Tina and Victor Reed’s new property was anything but a sight for sore eyes. At first glance, anything that remotely resembled living quarters was falling apart, with paint peeling off and termites carving their presence through the splintering wood. The weeds were way overgrown, the shutters on the windows were hanging off their hinges dangerously, and the cement path leading up to the front door was overwhelmed with cracks. Despite the obvious work that was desperately needed all over the place, the Reed’s couldn’t ignore the presumed sense of home that so many new houses lacked. When the new owners finally drove up the gravel driveway, they were mesmerized by the perfect family portrait that was painted right before their eyes. The farmhouse was set against a beautiful sunset, gorgeous reds, oranges and purples smeared above a diminishing sun. A large forest was nestled beside the house, stretching over 200 acres of untouched land. Looking at their property, the Reeds were convinced that this ensured their family would grow closer, especially when the closest neighbours were ten kilometres away. Tina and Victor Reed could strengthen the failing relationship with their daughter, who was distant with her head permanently in the clouds, daydreaming about a much more exciting fantasy than her boring reality. Moving out to the country gave them the perfect opportunity to broaden the vague communication they were forced to engage in when they were in each other’s company. From the parental perspective, nothing could go wrong.
From the teenage daughter, everything was already wrong.
Time never seemed to go by slower than on the drive to the new home. Victor was practically bouncing in the passenger seat, dancing away to over-played, mainstream radio music. Tina was calm and collected, overpowered by the need to reassure her daughter that she was going to love everything once they were settled in. Much to her dismay, Coralie just stared blankly out the window in response.
Once they stopped on the edge of the lawn, Coralie surprised the two adults by ambitiously jumping out of the Volkswagen and hurrying away in the direction of abandoned grass fields. Tina and Victor didn’t even question their daughter’s urgency to escape them; they just let her go on her way. With Coralie ditching them for peace and quiet, they had no qualms about rushing to get her stuff unpacked and put away.
“She was sure fast to get rid of us,” Victor muttered to his oblivious wife as they heaved their luggage out of the trunk together.
Tina paused for a second, thinking over what she wanted to say. The words didn’t come until she’d grabbed hold of Coralie’s luggage. “You know this move was hard on her… she probably misses her friends...” Tina sighed as she gave one great pull on the handle of Coralie’s bag; it was especially heavy.
“Coralie has been reclusive and introverted her entire life; I can’t imagine that she made many friends.
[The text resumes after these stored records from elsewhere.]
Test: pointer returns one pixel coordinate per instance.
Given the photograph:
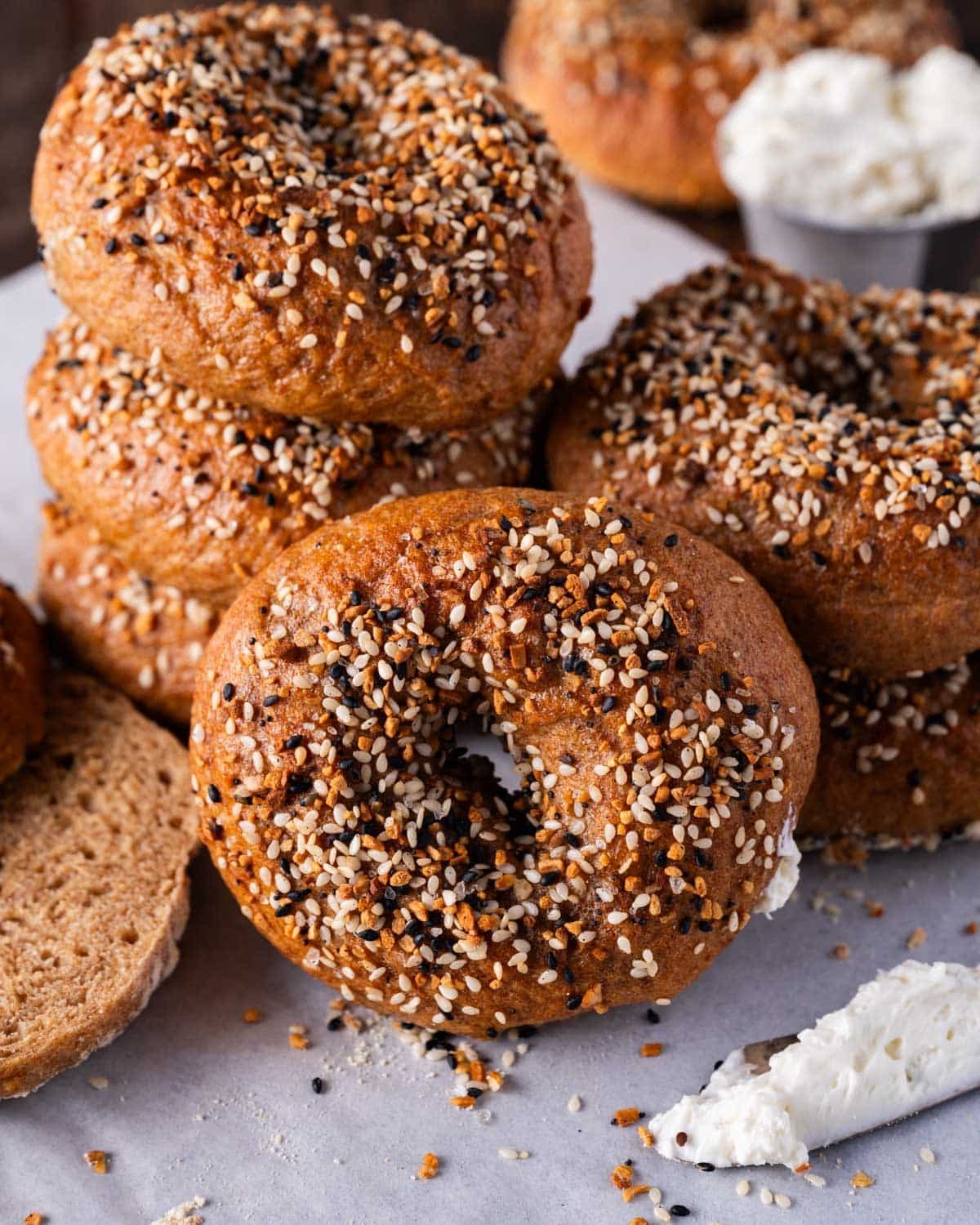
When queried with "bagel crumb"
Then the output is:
(637, 1188)
(429, 1168)
(621, 1176)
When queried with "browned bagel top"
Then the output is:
(198, 492)
(659, 715)
(831, 443)
(710, 44)
(898, 760)
(338, 218)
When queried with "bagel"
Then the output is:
(22, 666)
(335, 218)
(634, 90)
(661, 718)
(896, 757)
(830, 443)
(200, 494)
(141, 637)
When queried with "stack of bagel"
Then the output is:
(832, 445)
(335, 267)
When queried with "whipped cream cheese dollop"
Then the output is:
(906, 1040)
(840, 136)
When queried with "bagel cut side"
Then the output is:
(659, 715)
(96, 835)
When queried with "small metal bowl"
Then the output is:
(911, 252)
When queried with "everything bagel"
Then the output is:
(22, 681)
(634, 90)
(142, 637)
(896, 757)
(331, 218)
(831, 443)
(661, 718)
(198, 494)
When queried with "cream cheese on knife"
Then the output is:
(906, 1040)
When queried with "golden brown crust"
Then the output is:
(632, 670)
(828, 443)
(141, 637)
(22, 666)
(634, 92)
(897, 759)
(419, 257)
(200, 494)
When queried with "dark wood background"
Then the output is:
(46, 37)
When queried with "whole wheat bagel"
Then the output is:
(22, 666)
(634, 90)
(830, 443)
(897, 757)
(200, 494)
(141, 637)
(659, 715)
(333, 218)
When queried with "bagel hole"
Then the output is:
(475, 742)
(724, 16)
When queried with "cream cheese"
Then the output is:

And if she did, they probably didn’t stick around very long. Here, let me help you.” Victor reached for Tina and the suitcase handle.
Victor’s wife shrank away from his touch, horrified by his words. She dropped the bag instantly, leaving Victor to struggle with it by himself. “Why must you be so negative?” Tina crossed her arms and scowled at her husband, who stood in front of her with a belittling expression on his aging face. She stormed towards the house without another word.